Watchdog agencies have characterized the DEP’s approach as random, incomplete, and a violation of public trust. Steve Hvozdovich, Marcellus Shale Policy Associate for Clean Water Action, said residents and watchdog agencies took it on faith that the department was following accepted protocol outlined by the federal Environmental Protection Agency in Method 200.7 – which requires testing for at least 24 different chemicals.

“This comes down to a lack of trust and a lack of transparency,” he said. “Nobody outside of the DEP offices knew this – that they were not quality controlling and quality assuring for the full 24 chemicals.
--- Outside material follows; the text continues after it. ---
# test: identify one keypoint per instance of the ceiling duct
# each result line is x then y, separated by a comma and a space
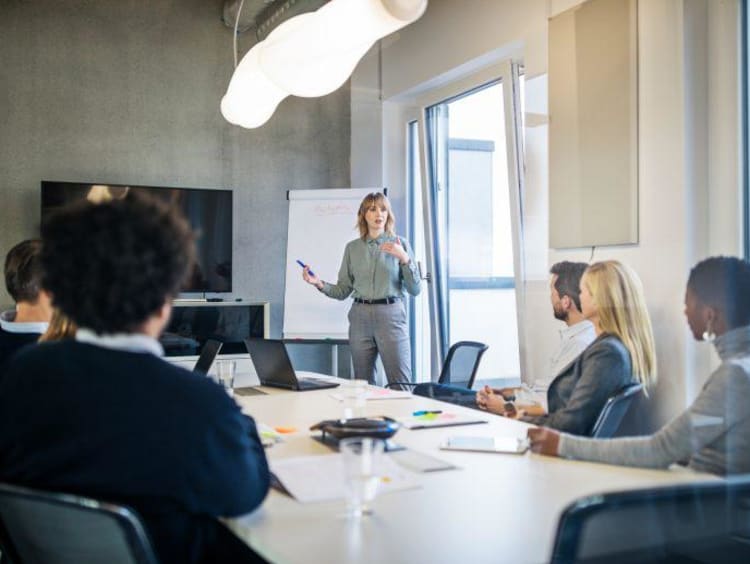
263, 16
It took a law-suit to bring that out … We need to have comprehensive testing, especially in a case where it originates from a residential complaint.”

Clean Water Action was one of a dozen agencies that signed a letter to the DEP on January 25, 2013 with concerns that the agency's testing methods “lack transparency; result in the withholding of vital data from affected households and the public; force residents to potentially undergo prolonged exposure to contaminants that impact health; and delay action necessary to correct pollution of drinking water supplies.”
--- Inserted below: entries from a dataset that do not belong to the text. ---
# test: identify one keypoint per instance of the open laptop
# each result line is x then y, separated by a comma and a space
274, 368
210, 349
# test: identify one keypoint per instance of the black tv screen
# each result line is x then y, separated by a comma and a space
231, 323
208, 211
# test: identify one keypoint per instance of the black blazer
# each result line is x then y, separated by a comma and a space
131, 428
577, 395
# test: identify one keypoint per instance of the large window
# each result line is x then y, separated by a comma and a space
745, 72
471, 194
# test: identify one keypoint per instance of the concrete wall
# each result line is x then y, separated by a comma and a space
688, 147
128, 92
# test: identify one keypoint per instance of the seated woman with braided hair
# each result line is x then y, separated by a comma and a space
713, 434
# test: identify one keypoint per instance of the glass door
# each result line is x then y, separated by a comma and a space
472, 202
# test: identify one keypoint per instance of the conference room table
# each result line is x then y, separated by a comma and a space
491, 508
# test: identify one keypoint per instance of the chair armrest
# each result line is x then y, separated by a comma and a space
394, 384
But concerns of environmental activists are not shared by all. The DEP’s approach to regulation and enforcement under drilling supporter Governor Tom Corbett has a lot to do with the boss’s political values of how much government should be overseeing private business. The oil and gas industry – provider of cheap abundant energy that we all demand – has been the long-time beneficiary of regulatory passes. For starters, the entire problem of determining what, how, and if chemicals affect water is prodigiously complicated by the fact that the industry is exempt from federal laws that require disclosure and regulations of chemicals injected into the ground, and also laws governing hazardous waste coming out. Corbett, who won election in 2010 partially on a platform to limit state regulations on the industry, has been praised by industry supporters who defend the DEP oversight as sufficient and responsible.

No matter what it says, DePasquale’s report, coming in May, will likely be controversial due to the political volatility of the subject matter. In addition to the water-testing issue, the probe will “determine the adequacy and effectiveness of DEP’s monitoring of the handling, treatment and disposal of waste connected with shale gas development activity, including but not limited to systems and procedures for testing, tracking, treating, disposal, data collection and analysis, reuse and recycling, reporting, and response to adverse impact such as contamination.”
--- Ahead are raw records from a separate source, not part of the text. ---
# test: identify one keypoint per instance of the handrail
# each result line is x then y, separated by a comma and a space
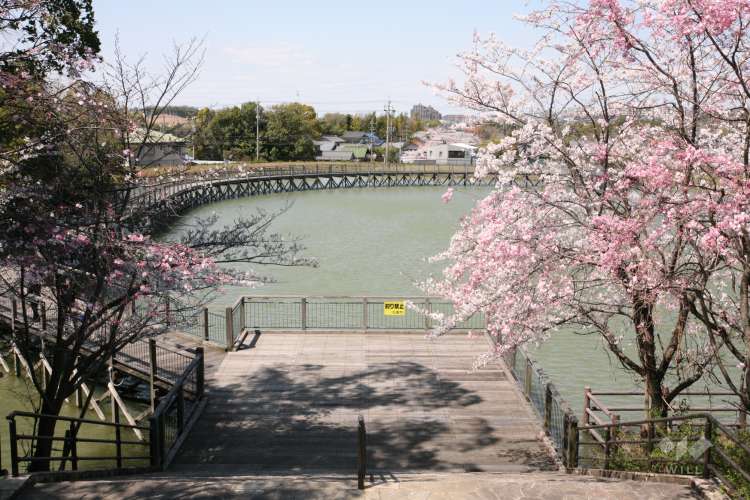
711, 426
17, 413
161, 446
558, 420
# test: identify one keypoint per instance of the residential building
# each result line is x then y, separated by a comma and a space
335, 156
361, 152
158, 148
451, 154
355, 137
It’s sure to add a new wrinkle to the shale gas debate as the election year heats up, beginning with primaries among gubernatorial candidates who will likely have something to say about it. Those include John Hanger, a Democrat, who served as DEP Secretary under the Ed Rendell administration. Hanger is a gas supporter, but he is also in the pro-regulatory camp. As DEP chief he has been critical of – and sometimes at odds with -- certain companies he characterized as rogues. He has called on the DEP to reform its protocol to ensure a comprehensive data set of water test results gets to people who are potentially affected by drilling. The degree Hanger's message resonates with primary voters will be one of many tests of how much weight regulatory reform carries in the larger political equation.